Mayor London Breed rebuked the plan in October as “offensive,” saying the school board should be focused on reopening schools closed during the pandemic rather than renaming them.
(Abraham Lincoln High School, among 44 schools targeted for renaming, is seen in San Francisco. (Google))
“It’s offensive to parents who are juggling their children’s daily at-home learning schedules with doing their own jobs and maintaining their sanity,” she said at the time, according to Courthouse News. “It’s offensive to me as someone who went to our public schools, who loves our public schools, and who knows how those years in the classroom are what lifted me out of poverty and into college. It’s offensive to our kids who are staring at screens day after day instead of learning and growing with their classmates and friends.”

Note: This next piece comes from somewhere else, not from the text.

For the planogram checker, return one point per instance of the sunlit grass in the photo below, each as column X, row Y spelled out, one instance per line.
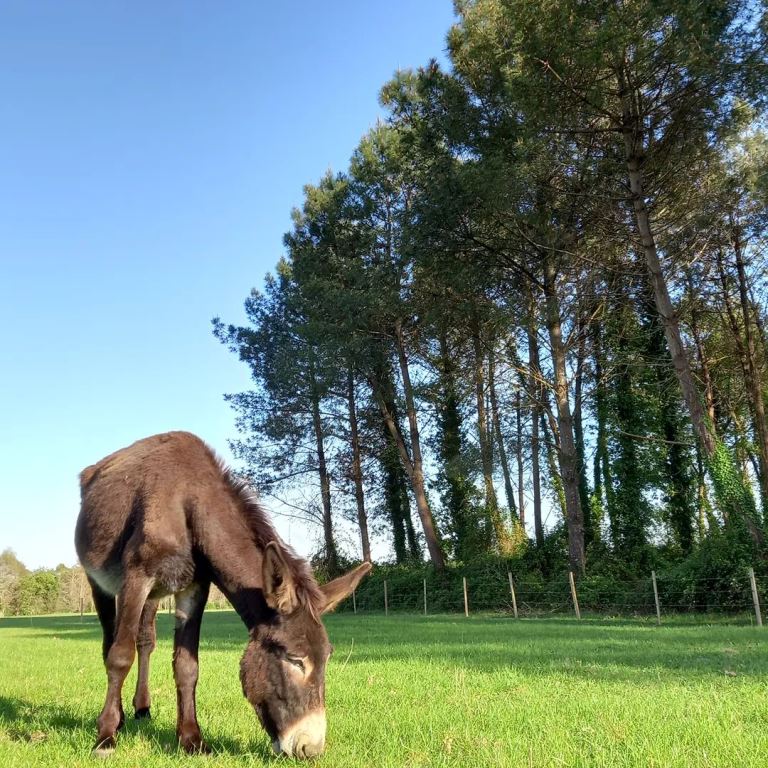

Replacing signage at the 44 schools will cost more than $400,000, according to the Courthouse News. The price tag could also go up to around $1 million for schools to get new activity uniforms, repaint gymnasium floors, etc., according to the Chronicle. The district is facing a budget deficit.
While the board focused on renaming the schools in the Tuesday meeting, it did not discuss reopening schools from coronavirus shutdowns.
Other critics complained the panel that reviewed the appropriateness of school names used little input from historians and didn’t put the figures into a historical context or weigh their contributions with their failings.
Others argued the research process was thin, relying on selective sources and using websites like Wikipedia to back up claims.
In the case of Roosevelt Middle School, it wasn’t clear if the board knew which former President Roosevelt it was named for, but decided to have it removed anyway.
Board member Mark Sanchez, however, called the decision a “moral message.”
“It’s a message to our families, our students and our community. It’s not just symbolic,” he said, according to the Chronicle.
Board member Kevine Boggess, who supported the resolution, suggested schools shouldn’t be named after anyone.
We “should not make heroes out of mortal folks,” he said, according to the Chronicle. “I think we need to examine our naming policies across the district and really consider how the way we go about naming schools reflects our true values.”
School staff and families have until April to suggest new names for the schools.